The χ2 test was used for qualitative variables, with application of Fisher’s exact test as required for low expected cell counts, in order to assess the association between variables. The association between sociodemographic factors and infection was expressed in terms of the odds ratio (OR) with calculation of the 95% confidence interval (CI) around the OR. For all statistical tests of association, a p-value <0.05 was considered significant. A logistic regression model was constructed including sociodemographic factors found to be significantly associated with infection status on univariate analysis and S. stercoralis infection status by APC.

Ethics statement

All study participants were adults >21 y of age who consented to participate in the study after explanation about the type and role of the study and its risks and benefits. They gave informed consent prior to any study procedures being carried out and were free to withdraw at any time. The study was reviewed and written approval was given by the Research Committee of the College of Medicine and Health Sciences Institutional Review Board (CMHS/IRB) in September 2015. All relevant authorities, including the mayor of Gisagara District and leaders of the health sector, were informed about the aim and procedures of the study and gave their verbal consent for the study to proceed.

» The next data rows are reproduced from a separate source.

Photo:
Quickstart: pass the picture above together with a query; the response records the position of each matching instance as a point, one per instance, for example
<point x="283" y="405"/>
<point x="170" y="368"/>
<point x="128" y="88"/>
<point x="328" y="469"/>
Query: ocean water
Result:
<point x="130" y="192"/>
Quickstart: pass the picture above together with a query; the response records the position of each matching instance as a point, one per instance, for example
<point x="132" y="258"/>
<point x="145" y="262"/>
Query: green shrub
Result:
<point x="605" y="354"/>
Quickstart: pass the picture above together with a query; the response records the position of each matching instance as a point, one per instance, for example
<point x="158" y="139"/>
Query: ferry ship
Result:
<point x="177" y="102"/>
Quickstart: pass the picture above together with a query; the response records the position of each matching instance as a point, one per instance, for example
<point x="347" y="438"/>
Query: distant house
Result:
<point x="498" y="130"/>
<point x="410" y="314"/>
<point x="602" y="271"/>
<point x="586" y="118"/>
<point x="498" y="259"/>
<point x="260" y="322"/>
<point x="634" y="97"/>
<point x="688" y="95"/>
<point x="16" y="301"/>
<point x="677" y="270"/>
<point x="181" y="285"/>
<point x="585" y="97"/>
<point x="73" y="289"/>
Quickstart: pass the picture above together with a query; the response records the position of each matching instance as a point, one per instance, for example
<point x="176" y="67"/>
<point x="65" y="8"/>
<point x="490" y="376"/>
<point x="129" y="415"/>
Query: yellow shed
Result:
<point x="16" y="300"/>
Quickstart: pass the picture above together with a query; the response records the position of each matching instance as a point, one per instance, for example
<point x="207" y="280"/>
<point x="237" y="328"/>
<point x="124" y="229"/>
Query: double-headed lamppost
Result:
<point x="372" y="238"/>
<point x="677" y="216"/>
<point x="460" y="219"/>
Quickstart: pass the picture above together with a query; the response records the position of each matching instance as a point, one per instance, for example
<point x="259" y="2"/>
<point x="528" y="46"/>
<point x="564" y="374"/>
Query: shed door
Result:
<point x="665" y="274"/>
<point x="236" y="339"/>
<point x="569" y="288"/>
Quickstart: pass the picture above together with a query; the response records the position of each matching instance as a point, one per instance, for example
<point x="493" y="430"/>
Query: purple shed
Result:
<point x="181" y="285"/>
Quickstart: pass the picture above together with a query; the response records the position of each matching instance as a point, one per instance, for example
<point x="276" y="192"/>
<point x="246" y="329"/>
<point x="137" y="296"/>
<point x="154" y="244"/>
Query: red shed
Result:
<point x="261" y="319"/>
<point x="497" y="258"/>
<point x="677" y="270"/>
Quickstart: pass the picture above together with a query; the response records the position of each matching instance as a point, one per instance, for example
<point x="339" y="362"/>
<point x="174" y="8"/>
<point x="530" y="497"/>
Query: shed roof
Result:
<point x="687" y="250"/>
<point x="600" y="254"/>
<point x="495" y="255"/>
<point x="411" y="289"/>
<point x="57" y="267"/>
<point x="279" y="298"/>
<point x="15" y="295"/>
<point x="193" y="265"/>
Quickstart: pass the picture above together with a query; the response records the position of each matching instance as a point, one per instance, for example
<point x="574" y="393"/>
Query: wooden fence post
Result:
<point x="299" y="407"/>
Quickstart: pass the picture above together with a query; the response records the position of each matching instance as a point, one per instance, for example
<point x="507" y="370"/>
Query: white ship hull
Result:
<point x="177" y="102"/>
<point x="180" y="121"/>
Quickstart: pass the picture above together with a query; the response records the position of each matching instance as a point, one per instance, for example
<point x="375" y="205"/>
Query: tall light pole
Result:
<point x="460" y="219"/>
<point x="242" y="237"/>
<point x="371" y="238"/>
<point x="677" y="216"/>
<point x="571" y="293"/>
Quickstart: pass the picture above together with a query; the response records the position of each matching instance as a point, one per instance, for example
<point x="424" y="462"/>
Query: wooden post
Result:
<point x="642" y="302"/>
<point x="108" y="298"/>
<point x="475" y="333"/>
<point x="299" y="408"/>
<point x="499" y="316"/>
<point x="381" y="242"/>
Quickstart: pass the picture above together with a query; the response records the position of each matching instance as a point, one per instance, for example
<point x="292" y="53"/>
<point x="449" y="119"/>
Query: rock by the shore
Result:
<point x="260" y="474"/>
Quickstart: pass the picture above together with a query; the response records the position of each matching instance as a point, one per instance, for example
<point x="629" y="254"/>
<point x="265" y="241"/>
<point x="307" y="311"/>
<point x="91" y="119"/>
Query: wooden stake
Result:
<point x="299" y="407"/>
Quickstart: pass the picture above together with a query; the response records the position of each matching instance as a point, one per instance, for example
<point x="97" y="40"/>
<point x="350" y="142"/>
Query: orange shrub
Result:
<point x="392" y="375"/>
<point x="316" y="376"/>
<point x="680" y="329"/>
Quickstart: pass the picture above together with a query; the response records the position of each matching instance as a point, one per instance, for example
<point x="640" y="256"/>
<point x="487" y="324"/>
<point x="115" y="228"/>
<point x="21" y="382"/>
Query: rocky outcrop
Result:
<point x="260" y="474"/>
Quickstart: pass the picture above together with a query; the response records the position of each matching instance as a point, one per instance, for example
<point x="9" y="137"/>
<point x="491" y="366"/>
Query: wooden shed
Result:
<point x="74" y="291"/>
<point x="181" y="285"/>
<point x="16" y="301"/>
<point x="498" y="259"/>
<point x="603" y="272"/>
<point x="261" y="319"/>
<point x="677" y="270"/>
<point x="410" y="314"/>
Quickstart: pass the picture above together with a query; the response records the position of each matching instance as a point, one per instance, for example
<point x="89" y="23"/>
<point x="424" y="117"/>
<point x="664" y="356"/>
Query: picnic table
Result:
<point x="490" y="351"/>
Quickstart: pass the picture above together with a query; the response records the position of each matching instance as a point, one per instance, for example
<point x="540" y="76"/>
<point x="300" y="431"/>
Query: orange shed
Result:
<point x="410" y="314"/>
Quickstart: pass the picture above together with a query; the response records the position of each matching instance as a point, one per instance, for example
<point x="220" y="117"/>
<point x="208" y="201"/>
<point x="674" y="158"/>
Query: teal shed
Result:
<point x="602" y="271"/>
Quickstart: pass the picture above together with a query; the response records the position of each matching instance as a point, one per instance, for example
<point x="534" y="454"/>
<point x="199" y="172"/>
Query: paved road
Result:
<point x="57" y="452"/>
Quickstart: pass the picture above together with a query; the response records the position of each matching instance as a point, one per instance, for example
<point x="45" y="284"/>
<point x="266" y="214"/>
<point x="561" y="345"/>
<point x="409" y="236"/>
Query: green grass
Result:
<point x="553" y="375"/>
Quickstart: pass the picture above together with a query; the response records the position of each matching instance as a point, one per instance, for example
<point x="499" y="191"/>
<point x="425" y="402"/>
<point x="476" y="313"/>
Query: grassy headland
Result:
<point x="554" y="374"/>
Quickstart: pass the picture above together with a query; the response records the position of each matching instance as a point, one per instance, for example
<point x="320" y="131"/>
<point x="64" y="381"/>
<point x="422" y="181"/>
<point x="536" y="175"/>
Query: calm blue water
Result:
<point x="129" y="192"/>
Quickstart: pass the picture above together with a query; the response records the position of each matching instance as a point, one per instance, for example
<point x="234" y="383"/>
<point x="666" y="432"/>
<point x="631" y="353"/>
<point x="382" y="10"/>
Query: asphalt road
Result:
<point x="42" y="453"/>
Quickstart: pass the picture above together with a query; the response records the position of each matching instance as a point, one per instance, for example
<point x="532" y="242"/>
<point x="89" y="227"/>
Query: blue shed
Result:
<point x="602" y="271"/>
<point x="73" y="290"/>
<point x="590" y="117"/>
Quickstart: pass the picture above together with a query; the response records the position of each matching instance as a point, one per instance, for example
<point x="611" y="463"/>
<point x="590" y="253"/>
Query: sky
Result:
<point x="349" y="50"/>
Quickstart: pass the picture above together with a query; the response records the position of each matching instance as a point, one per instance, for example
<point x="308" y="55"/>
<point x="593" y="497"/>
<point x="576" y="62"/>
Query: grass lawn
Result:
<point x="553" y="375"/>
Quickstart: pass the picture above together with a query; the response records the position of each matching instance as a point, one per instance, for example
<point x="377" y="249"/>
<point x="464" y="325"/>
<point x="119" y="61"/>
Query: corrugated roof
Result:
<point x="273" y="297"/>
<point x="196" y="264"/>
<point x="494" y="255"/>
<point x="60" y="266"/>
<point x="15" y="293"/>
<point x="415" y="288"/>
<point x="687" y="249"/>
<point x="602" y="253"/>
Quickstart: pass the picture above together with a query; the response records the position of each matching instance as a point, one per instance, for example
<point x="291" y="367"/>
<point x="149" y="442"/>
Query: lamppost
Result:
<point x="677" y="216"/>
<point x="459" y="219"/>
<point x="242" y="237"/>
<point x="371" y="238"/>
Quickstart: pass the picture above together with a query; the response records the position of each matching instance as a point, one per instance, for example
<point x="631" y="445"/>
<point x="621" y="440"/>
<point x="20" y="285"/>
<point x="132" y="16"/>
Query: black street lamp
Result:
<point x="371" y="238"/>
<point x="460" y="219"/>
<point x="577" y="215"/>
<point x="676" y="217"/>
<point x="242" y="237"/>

All people diagnosed as having infections with worms (Ascaris lumbricoides, hookworms, Trichuris trichiura) were treated with mebendazole 100 mg every 12 h for 3 d. Those with infections with S. stercoralis were registered and informed of their status and will be treated with ivermectin when it becomes available in Rwanda.

Results

A total of 539 participants from two sectors (Muganza and Gakoma) in the Gisagara District, Southern Province, Rwanda were enrolled in the study and completed all required data records (see Table 1). All 539 subjects approached for study participation consented and provided a single stool sample and completed the questionnaire. Participants were between 21 and 84 y old (median age 42 y); the great majority (523 [97%]) were farmers working barefoot. The majority of participants were female (81.4%) and from Gakoma (440 [81.6%]). Most were from low economic status households (Ubudehe level 1 and 2; 81.8%).

Table 1.

Sociodemographic characteristics of the study participants

Characteristics	n	%
Gender
Male	100	18.6
Female	439	81.4
Age (y)
21–40	242	44.9
41–60	222	41.2
61–80	71	13.2
>80	4	0.7
Sector
Gakoma	440	81.6
Muganza	99	18.4
Economic status (Ubudehe)
Level 1	149	27.6
Level 2	292	54.2
Level 3	98	18.2
Access to safe water
Potable	478	88.7
Non potable	61	11.3
Protection at work
Barefoot	523	97
Wearing shoes	16	3
Occupation
Farmer	524	97
Public sector worker	16	3
Private sector worker	1	0.2
HIV status (as tested)
Positive	7	1.3
Negative	532	98.7

Ubudehe refers to a Rwandan social system for classifying household economic status. The levels range from 1 to 5 and lower numbers refer to lower economic status.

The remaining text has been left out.